Funding and denouncing Israeli occupation
By Ramzy Baroud
March 13, 2013

Bad news emerged from Israel in recent weeks. It’s not that good news has the habit of being associated with Israel, its military occupation, institutionalised discrimination and mistreatment of Palestinians, but the emerging consensus that Israel is heading to an irrevocably perilous course is now crossing the realm of political analysts to that of international organisations that are often supportive of or too lenient in the face of Israel’s militancy and dismissal of international law.
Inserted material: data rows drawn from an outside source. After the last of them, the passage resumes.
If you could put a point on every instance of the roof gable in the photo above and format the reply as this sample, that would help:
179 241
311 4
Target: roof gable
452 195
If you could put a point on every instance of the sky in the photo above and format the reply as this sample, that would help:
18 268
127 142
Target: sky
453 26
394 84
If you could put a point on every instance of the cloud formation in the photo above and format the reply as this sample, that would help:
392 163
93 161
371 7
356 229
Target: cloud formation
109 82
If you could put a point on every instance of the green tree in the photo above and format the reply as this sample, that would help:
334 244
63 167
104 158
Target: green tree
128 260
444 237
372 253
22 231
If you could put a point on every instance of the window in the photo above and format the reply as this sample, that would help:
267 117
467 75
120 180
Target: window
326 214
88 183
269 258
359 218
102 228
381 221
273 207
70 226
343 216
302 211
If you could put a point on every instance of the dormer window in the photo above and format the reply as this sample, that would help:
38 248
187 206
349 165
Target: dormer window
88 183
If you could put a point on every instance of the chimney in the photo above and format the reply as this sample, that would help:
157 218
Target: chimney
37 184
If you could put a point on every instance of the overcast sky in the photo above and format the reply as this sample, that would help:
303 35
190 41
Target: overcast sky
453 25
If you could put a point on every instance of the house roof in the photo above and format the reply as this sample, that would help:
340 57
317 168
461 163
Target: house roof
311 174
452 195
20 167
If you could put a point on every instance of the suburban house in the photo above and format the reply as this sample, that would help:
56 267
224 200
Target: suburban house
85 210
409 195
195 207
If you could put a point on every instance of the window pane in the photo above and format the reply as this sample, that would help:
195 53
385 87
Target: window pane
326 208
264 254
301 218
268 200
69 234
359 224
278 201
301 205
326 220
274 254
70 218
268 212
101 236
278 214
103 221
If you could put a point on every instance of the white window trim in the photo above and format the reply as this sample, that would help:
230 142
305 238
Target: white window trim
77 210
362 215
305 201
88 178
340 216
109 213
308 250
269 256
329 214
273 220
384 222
Only few international law experts would defend or explain Israel’s feverish settlement constructions on occupied Palestinian land. Yet, there has been little or no interest on the part of Western powers, led by the United States, to pressure Israel to cease its illegal activities. In fact, without US and European funding, it would have been nearly impossible for Israel to build settlements and transfer over half a million Israelis over the years to live on stolen Palestinian land, in violation of numerous international laws, including the 4th Geneva Convention. Worse still, trade with European and other countries sustained and flourished these very illegal settlements, at the expense of Palestinians who have suffered massive ethnic cleansing campaigns since 1967.

At last, EU diplomats in East Jerusalem and the West Bank are speaking out in unequivocal terms. In a report released on February 27, the diplomats resolved that “settlement construction remains the biggest single threat to the two-state solution. It is systematic, deliberate and provocative”.

Moreover, “the report called for strict application of an EU-Israel trade pact to ensure products from settlements do not receive preferential treatment under the accord in European markets”, said Reuters.

The report called on EU states “not to support ... research, education and technological cooperation” with settlements, and to “discourage” investing in Israeli companies that operate in the occupied territories.

Expectedly, the report is non-binding, and even if such recommendations are considered, Israel and its EU friends and lobbies are likely to find many loopholes and pretences that would somehow deprive any EU action of substance and vigour.

The fact remains that without civil society action, focused on turning up the heat against European governments, especially diehard supporters of Israel, such as the British government, business with Israel is most likely to carry on as usual.

The real political and moral crisis does not lie only in the fact that Israel is flaunting international law, but also in the fact that the supposed guardians of international law are the very ones who are empowering Israel to carry out its bad deeds, which include disempowering and bankrupting Palestinians.

Last January, an Oxfam report said that the Palestinian economy, which is currently in utter disarray, could generate urgently needed income ($1.5 billon to be exact) if Israel eased its restrictions in the Jordan Valley alone. But without suitable access to their own land and to water sources, Palestinians in the valley continue to agonise, while Israeli Jewish settlers are thriving.

While the United States government has done everything in its power to undermine Palestinian rights, defend Israel at any cost and ensure Israel’s superiority and military “edge” over all its neighbours combined, the EU has falsely acquired a more balanced reputation. Nothing can be further from the truth.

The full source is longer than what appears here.